In the midst of the coronavirus outbreak, employers all over the country are encouraging and even mandating staff work from home. With such a shift, I’ve seen a lot of articles with really helpful resources for taking your team remote or staying focused while working from home.
But once you’ve chosen your video conferencing platform (like Zoom or Skype), your project management platform (like Basecamp or Asana), and made sure your team has the necessary technology at home, how do you implement them in a way that allows your team to communicate effectively? You may need to create some ground rules and guidelines.
When I became the Executive Director of a nonprofit, two (out of 12) employees were remote. They were outliers, and were responsible for keeping themselves in the loop by requesting phone and video calls when they couldn’t just pop their heads into a colleague’s office. When I downsized our offices and gave the entire staff the option to WFH (I’ll share the reasons for it in another post), I realized that we needed to create some guidelines in order to make the transition—and the work itself—as smooth as possible.
One category of guidelines was for videoconferencing specifically.
The first and most important rule: Use video as often as possible. If an internal meeting would otherwise take place in a conference room or in someone’s office (in other words: face to face), use video. Of course, there may times when a phone call is much more efficient, but try to stick with this.
Now that all of your meetings and check-ins are on video, here are the rules we came up with:
- Everyone has to use their camera. No exceptions. (Okay, maybe a few, like if someone is sick and covered with snot, if they’re breastfeeding and need some privacy, or if they’re traveling and really can’t.)
- Use one camera per participant. In other words, if multiple team members are in the same room, they each need a camera on them, instead of one camera pointed at them sitting close together. This can seem weird for the people who are actually in same room, but it’s so important for folks to be able to see individual facial expressions and reactions while communicating.
- Select the tiled display of participants when possible. You know, the one that looks like the opening credits of The Brady Bunch? That way, you can see who’s in the meeting at any given time. (This is definitely better for smaller meetings.)
- Use headphones (or, better yet, a headset).
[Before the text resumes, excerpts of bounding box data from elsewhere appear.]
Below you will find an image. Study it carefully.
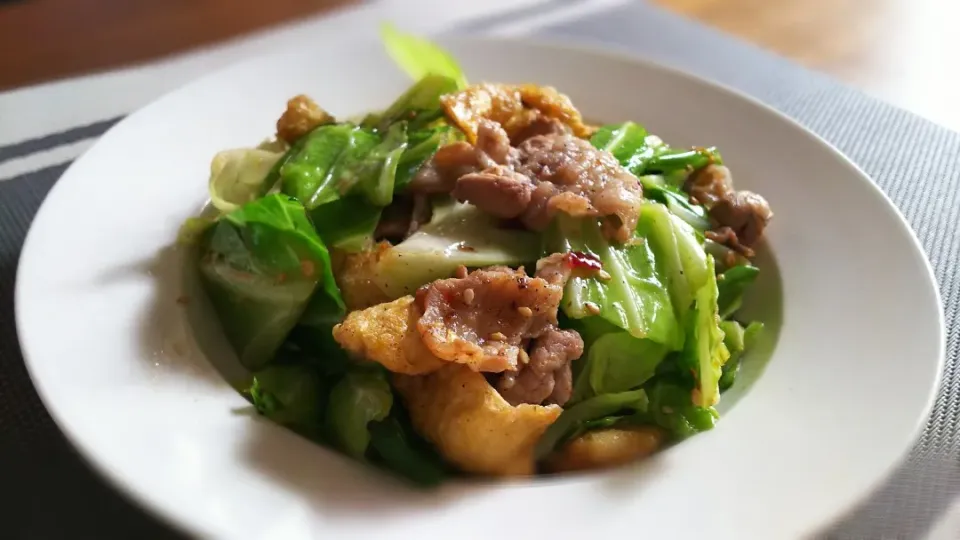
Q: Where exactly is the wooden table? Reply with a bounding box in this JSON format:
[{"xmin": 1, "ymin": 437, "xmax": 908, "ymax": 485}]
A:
[{"xmin": 0, "ymin": 0, "xmax": 960, "ymax": 129}]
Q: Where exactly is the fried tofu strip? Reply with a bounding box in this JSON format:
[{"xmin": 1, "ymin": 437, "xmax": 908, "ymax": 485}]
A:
[
  {"xmin": 440, "ymin": 83, "xmax": 593, "ymax": 143},
  {"xmin": 333, "ymin": 296, "xmax": 447, "ymax": 375},
  {"xmin": 394, "ymin": 364, "xmax": 562, "ymax": 476}
]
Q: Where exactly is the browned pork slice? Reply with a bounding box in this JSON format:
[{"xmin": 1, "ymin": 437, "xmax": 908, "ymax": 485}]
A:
[{"xmin": 416, "ymin": 267, "xmax": 563, "ymax": 372}]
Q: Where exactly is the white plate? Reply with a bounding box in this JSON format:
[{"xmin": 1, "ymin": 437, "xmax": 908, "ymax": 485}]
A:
[{"xmin": 16, "ymin": 40, "xmax": 944, "ymax": 540}]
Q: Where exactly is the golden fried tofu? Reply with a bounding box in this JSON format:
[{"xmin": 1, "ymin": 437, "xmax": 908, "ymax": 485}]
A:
[
  {"xmin": 277, "ymin": 94, "xmax": 335, "ymax": 144},
  {"xmin": 440, "ymin": 83, "xmax": 592, "ymax": 143},
  {"xmin": 330, "ymin": 242, "xmax": 393, "ymax": 311},
  {"xmin": 333, "ymin": 296, "xmax": 447, "ymax": 375},
  {"xmin": 547, "ymin": 426, "xmax": 665, "ymax": 472},
  {"xmin": 394, "ymin": 364, "xmax": 562, "ymax": 476},
  {"xmin": 518, "ymin": 84, "xmax": 595, "ymax": 137}
]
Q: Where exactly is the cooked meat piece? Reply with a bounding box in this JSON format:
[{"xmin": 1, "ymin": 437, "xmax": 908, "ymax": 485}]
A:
[
  {"xmin": 497, "ymin": 328, "xmax": 583, "ymax": 406},
  {"xmin": 453, "ymin": 165, "xmax": 533, "ymax": 219},
  {"xmin": 516, "ymin": 135, "xmax": 643, "ymax": 242},
  {"xmin": 445, "ymin": 135, "xmax": 643, "ymax": 242},
  {"xmin": 440, "ymin": 84, "xmax": 593, "ymax": 142},
  {"xmin": 510, "ymin": 114, "xmax": 572, "ymax": 146},
  {"xmin": 393, "ymin": 365, "xmax": 562, "ymax": 476},
  {"xmin": 333, "ymin": 296, "xmax": 446, "ymax": 375},
  {"xmin": 277, "ymin": 94, "xmax": 335, "ymax": 144},
  {"xmin": 704, "ymin": 227, "xmax": 755, "ymax": 258},
  {"xmin": 684, "ymin": 165, "xmax": 773, "ymax": 251},
  {"xmin": 408, "ymin": 141, "xmax": 496, "ymax": 195},
  {"xmin": 710, "ymin": 191, "xmax": 773, "ymax": 247},
  {"xmin": 416, "ymin": 267, "xmax": 563, "ymax": 372},
  {"xmin": 683, "ymin": 165, "xmax": 734, "ymax": 208},
  {"xmin": 409, "ymin": 119, "xmax": 516, "ymax": 195},
  {"xmin": 546, "ymin": 426, "xmax": 666, "ymax": 472}
]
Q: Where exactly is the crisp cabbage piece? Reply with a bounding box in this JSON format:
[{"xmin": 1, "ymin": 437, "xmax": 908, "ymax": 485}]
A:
[{"xmin": 208, "ymin": 148, "xmax": 283, "ymax": 213}]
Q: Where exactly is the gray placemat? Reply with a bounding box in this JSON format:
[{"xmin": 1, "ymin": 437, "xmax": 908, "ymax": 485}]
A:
[{"xmin": 0, "ymin": 2, "xmax": 960, "ymax": 539}]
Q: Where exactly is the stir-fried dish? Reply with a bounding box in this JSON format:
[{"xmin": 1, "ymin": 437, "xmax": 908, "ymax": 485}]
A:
[{"xmin": 183, "ymin": 26, "xmax": 772, "ymax": 485}]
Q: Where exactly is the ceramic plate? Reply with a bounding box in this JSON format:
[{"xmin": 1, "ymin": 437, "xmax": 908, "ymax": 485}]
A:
[{"xmin": 16, "ymin": 35, "xmax": 943, "ymax": 540}]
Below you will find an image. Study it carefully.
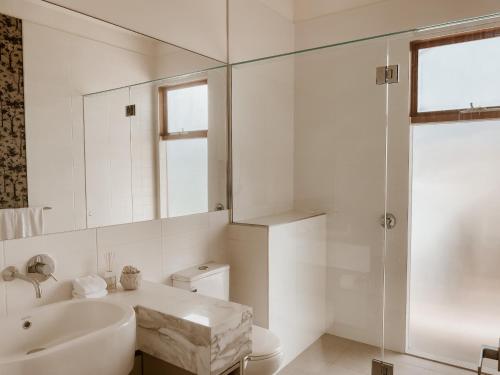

Using your computer speakers without headphones can create horrible echoes and feedback loops.
- If you have to leave for a minute or two (to go to the bathroom, get a snack, give your dog attention, etc.), mute yourself and keep your camera on. It shows your colleagues that you are still in the meeting, but you stepped out for a bit and will be back. If you turn off or cover up your camera, they might think there’s a technical problem or that you left the meeting for good.
- Display the agenda using a collaborative document editor (like Google Docs) so that everyone can follow along and even chip in with note-taking (especially if there isn’t a dedicated note-taker for meetings). This can help people stay present and focused.
- For round robins, like introductions or individual reports where the order isn’t dictated by the agenda, have each speaker select the next speaker. That way, you don’t have that weird moment where several people try to speak at the same time.
These rules worked well enough for us to feel calm, connected, and confident in working from home (or wherever!). I hope they help your team, too.